Personal information
- Date of birth: 1 January 1972 (age 53)
- Place of birth: Rhyl, Wales

Team information
- Current team: Atalanta Bergamasca Calcio (head of senior recruitment)

= Lee Congerton =

Welsh footballer

Lee Congerton is a Welsh former footballer who is the Head of Senior Recruitment for SPL club Al-Ahli Saudi FC.

==Playing career==
Congerton was born on July 28, 1973. He is the son of Rhyl player Dave Congerton. While being educated at Rhyl High School he played youth international football for Wales. He signed a semi-professional contract with Rhyl, before a professional trial at Wrexham where he met Brian Flynn.

However, realising that he enjoyed coaching more than playing, Congerton signed a semi-professional contract with Colwyn Bay, allowing him to study for a degree. He then spent time at Weymouth, before signing a professional contract at Crewe Alexandra.

==Coaching==
His career at Crewe was blighted by injuries. It was then that Flynn, by then manager of Wrexham, offered Congerton a coaching position as Youth System Director. After Denis Smith took over as Wrexham manager Congerton joined the coaching team at Liverpool in 2002, before leaving the club in 2005 for Chelsea.

At Chelsea, he was initially appointed youth team coach by Jose Mourinho. However, after the appointment of Frank Arnesen as Sporting Director, Congerton was appointed chief scout, alongside Brendan Rodgers as reserve-team coach, and academy manager Neil Bath. The team's purpose was to scout and then coach young players into the first team, which included: Ryan Bertrand; Daniel Sturridge; Gael Kakuta; Jeffrey Bruma; Scott Sinclair and Fabio Borini. The team worked through various Chelsea first team managers, including the appointment of Andre Villas Boas.

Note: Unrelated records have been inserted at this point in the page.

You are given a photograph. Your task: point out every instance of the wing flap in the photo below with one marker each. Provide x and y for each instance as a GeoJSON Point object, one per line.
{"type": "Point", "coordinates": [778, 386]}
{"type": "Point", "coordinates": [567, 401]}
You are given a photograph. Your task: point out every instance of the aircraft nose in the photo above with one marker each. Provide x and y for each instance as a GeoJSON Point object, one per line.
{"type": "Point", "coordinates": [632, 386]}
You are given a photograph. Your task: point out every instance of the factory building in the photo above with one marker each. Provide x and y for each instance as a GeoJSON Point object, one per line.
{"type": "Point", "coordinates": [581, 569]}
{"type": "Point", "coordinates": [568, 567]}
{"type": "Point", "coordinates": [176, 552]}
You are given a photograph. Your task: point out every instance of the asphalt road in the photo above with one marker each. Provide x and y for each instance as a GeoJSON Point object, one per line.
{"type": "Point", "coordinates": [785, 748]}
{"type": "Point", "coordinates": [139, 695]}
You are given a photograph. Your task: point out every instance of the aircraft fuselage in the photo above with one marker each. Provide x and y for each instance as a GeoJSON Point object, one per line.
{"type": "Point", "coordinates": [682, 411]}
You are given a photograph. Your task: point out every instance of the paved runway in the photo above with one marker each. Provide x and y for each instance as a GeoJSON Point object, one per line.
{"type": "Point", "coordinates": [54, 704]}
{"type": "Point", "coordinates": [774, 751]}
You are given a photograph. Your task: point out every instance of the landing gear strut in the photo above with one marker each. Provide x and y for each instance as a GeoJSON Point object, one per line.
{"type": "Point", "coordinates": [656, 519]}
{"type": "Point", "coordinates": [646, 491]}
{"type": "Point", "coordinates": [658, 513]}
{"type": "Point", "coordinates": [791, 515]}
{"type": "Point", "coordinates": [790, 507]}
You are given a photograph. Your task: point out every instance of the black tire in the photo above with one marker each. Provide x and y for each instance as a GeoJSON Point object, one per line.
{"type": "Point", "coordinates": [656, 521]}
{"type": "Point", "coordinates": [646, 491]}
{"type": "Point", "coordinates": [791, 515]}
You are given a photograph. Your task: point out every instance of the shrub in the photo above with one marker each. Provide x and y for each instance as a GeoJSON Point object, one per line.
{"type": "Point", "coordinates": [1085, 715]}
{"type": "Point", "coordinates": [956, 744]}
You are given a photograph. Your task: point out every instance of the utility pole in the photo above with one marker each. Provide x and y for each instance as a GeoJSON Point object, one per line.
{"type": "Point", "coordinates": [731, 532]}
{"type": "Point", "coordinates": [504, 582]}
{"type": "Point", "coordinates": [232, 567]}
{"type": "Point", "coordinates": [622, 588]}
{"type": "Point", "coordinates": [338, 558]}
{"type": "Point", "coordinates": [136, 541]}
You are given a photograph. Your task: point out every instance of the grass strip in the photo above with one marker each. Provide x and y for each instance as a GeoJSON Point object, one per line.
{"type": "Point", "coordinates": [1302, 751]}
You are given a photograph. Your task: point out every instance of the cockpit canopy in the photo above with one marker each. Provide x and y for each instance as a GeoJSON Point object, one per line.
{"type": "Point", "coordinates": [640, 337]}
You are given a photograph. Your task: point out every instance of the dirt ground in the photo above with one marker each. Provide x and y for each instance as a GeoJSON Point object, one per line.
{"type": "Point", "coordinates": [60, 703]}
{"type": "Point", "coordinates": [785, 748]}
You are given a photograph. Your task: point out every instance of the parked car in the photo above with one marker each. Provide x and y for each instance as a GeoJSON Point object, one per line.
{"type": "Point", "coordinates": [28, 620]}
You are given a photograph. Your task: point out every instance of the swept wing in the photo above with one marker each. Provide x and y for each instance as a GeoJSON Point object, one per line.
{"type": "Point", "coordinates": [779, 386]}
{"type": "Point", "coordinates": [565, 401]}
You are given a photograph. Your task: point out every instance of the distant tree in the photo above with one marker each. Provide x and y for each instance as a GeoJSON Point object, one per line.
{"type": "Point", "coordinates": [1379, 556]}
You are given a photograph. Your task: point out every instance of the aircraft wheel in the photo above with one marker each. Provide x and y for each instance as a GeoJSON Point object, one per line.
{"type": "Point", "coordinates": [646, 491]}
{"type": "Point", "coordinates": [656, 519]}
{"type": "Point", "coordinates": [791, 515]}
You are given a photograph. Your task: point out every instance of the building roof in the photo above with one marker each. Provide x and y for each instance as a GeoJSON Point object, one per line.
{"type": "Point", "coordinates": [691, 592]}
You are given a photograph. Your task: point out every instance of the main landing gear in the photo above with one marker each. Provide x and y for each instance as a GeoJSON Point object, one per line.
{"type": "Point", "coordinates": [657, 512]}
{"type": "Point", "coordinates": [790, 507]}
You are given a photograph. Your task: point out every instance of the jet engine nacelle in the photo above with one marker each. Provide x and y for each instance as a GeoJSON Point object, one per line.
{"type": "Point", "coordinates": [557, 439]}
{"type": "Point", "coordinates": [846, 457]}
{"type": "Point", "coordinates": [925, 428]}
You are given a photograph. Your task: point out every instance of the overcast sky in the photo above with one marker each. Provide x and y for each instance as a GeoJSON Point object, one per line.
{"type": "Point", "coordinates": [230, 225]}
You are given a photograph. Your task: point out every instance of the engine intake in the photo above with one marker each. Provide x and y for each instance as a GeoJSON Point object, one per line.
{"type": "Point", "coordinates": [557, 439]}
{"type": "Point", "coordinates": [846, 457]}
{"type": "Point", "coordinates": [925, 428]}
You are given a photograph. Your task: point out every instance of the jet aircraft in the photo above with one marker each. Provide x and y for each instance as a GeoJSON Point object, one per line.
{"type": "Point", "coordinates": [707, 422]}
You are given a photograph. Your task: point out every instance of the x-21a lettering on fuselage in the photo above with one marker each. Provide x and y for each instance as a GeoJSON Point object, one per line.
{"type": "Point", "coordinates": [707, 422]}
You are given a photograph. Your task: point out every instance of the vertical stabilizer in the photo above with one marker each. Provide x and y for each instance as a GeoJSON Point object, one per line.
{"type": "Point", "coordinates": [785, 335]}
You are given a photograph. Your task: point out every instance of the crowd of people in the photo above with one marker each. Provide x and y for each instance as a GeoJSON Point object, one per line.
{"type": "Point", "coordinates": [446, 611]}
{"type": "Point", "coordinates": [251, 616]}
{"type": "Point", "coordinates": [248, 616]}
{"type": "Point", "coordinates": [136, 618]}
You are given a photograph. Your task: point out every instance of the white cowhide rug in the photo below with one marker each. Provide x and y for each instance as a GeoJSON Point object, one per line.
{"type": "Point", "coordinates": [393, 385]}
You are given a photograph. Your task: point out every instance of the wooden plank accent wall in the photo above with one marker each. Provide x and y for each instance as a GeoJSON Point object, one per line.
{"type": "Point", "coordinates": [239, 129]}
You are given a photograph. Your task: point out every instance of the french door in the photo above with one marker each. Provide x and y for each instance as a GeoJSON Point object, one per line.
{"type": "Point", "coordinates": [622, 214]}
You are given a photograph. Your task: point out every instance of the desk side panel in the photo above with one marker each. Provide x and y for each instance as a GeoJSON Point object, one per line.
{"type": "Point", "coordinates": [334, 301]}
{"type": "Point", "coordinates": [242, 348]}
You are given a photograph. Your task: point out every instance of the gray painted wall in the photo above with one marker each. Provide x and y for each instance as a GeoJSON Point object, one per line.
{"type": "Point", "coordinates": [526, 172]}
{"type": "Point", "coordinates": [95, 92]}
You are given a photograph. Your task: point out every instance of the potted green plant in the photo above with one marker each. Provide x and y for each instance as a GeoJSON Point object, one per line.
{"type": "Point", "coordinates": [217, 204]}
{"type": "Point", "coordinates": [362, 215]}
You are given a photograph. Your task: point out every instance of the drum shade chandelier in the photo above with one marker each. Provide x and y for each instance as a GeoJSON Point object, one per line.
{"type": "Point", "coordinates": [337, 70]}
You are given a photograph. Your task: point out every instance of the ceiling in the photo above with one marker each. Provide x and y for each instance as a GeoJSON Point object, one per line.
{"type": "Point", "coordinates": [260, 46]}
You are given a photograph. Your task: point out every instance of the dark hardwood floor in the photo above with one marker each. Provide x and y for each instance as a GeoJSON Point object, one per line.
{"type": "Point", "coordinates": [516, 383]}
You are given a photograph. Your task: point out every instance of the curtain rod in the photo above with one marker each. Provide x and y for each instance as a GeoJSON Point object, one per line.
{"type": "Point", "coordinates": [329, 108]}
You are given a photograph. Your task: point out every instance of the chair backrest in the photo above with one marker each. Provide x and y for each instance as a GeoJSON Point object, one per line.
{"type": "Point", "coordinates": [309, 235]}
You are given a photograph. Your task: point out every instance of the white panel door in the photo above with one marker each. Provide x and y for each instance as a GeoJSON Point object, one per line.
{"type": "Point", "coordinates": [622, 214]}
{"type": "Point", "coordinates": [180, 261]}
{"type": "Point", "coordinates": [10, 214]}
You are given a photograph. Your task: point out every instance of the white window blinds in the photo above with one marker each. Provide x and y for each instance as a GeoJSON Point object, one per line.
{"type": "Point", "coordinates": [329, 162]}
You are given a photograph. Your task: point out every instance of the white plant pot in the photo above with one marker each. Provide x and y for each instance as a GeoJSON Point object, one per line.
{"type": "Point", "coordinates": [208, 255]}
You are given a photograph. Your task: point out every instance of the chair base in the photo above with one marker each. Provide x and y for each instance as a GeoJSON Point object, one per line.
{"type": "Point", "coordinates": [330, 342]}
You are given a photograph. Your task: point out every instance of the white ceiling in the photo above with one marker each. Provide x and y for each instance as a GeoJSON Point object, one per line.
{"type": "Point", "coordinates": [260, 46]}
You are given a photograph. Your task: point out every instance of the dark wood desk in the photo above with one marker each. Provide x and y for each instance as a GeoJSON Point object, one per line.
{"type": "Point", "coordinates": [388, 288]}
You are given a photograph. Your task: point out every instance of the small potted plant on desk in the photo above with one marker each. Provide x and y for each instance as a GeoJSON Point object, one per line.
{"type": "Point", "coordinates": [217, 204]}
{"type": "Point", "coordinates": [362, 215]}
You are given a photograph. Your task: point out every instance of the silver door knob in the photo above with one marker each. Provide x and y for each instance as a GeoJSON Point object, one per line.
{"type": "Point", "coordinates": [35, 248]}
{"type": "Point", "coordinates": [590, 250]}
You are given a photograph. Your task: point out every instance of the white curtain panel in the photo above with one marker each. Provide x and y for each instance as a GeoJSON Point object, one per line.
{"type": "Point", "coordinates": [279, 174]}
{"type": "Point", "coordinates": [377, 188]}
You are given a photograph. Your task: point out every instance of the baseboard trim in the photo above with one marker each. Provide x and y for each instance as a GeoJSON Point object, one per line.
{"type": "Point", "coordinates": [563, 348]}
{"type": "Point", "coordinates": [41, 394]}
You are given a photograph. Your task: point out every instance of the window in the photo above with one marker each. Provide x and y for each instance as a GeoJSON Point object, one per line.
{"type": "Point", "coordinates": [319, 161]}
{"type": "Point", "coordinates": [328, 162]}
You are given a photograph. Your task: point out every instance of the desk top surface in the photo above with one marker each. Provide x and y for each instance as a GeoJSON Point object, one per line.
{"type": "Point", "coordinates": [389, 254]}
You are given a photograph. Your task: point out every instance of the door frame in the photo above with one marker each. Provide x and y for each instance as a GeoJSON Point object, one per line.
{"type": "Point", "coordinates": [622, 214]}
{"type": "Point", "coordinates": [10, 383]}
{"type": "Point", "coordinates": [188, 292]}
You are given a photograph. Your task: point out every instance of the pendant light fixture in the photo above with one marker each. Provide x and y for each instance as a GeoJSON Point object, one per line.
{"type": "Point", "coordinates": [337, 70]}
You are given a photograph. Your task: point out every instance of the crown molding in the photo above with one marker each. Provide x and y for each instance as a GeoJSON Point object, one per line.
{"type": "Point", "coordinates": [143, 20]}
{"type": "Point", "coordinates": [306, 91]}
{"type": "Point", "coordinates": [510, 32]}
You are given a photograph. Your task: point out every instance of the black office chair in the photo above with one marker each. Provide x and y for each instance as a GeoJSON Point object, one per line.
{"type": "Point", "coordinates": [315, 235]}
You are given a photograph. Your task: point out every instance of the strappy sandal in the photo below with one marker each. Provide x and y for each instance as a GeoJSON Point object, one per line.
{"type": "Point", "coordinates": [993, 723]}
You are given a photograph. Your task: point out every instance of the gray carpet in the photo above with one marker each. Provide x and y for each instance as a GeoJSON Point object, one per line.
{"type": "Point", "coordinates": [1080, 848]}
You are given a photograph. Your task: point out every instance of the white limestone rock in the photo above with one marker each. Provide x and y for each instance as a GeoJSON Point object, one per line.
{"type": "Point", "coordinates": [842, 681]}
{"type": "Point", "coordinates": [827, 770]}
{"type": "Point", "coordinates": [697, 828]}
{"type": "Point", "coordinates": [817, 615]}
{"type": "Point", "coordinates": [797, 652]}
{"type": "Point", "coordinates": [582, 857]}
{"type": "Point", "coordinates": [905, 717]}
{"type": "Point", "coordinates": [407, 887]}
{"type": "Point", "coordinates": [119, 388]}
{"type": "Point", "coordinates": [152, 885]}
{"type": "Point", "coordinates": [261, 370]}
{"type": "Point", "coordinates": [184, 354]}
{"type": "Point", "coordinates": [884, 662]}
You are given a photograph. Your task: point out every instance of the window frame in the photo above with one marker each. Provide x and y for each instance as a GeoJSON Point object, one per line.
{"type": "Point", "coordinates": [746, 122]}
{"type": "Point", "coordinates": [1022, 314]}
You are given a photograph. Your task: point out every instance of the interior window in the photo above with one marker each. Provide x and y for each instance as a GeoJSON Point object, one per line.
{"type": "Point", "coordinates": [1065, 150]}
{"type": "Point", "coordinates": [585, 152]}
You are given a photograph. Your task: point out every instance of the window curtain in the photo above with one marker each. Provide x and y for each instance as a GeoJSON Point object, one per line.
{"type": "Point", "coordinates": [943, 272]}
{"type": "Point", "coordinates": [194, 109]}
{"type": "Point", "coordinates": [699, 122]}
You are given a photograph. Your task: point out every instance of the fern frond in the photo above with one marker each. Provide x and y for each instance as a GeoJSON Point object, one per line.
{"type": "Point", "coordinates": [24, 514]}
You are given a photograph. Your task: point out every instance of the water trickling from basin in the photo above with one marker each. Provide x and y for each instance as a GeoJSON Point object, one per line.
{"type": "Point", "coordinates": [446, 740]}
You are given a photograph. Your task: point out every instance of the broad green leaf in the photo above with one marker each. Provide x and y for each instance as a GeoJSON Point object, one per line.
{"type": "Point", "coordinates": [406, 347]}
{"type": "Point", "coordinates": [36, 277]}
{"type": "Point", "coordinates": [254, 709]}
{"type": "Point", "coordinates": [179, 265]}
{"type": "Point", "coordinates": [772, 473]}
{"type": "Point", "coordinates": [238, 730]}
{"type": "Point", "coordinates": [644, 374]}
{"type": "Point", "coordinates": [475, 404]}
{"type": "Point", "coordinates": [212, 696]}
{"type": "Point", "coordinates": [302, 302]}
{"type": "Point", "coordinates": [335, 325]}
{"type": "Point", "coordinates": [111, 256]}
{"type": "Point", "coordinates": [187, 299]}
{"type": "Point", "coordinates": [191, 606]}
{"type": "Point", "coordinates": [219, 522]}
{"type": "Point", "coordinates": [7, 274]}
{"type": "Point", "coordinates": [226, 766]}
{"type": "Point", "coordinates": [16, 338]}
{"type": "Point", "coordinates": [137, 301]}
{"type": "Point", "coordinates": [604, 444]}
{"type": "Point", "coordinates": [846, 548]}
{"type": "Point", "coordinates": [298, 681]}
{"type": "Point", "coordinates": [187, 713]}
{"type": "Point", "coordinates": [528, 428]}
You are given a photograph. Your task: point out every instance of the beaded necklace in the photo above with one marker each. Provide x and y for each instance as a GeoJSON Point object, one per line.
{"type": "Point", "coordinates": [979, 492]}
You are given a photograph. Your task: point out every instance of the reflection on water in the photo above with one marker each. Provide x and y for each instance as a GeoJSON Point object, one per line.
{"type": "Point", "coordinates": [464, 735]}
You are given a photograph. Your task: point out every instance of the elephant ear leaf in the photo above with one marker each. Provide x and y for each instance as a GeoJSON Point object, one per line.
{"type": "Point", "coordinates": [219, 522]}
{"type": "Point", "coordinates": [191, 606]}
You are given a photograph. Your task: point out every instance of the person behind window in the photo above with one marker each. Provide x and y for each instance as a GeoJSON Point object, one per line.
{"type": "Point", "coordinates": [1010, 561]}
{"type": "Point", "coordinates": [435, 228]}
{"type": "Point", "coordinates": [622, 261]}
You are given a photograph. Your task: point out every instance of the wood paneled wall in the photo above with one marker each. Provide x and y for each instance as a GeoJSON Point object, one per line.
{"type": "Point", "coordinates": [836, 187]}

After Arnesen was appointed Sporting Director of Hamburger SV in 2011, Congerton was appointed Technical Director, working alongside head coach, Thorsten Fink.

In October 2012, West Bromwich Albion approached Hamburger SV to request to appoint Congerton to replace their former Technical Director Dan Ashworth; this was immediately turned down by Hamburger SV.

On 12 March 2014, Sunderland appointed Congerton as their Sporting Director.

On 15 March 2017, Celtic appointed Congerton as their Head of Recruitment.

On 11 May 2019, Leicester City appointed Lee Congerton as their Head of Senior Recruitment.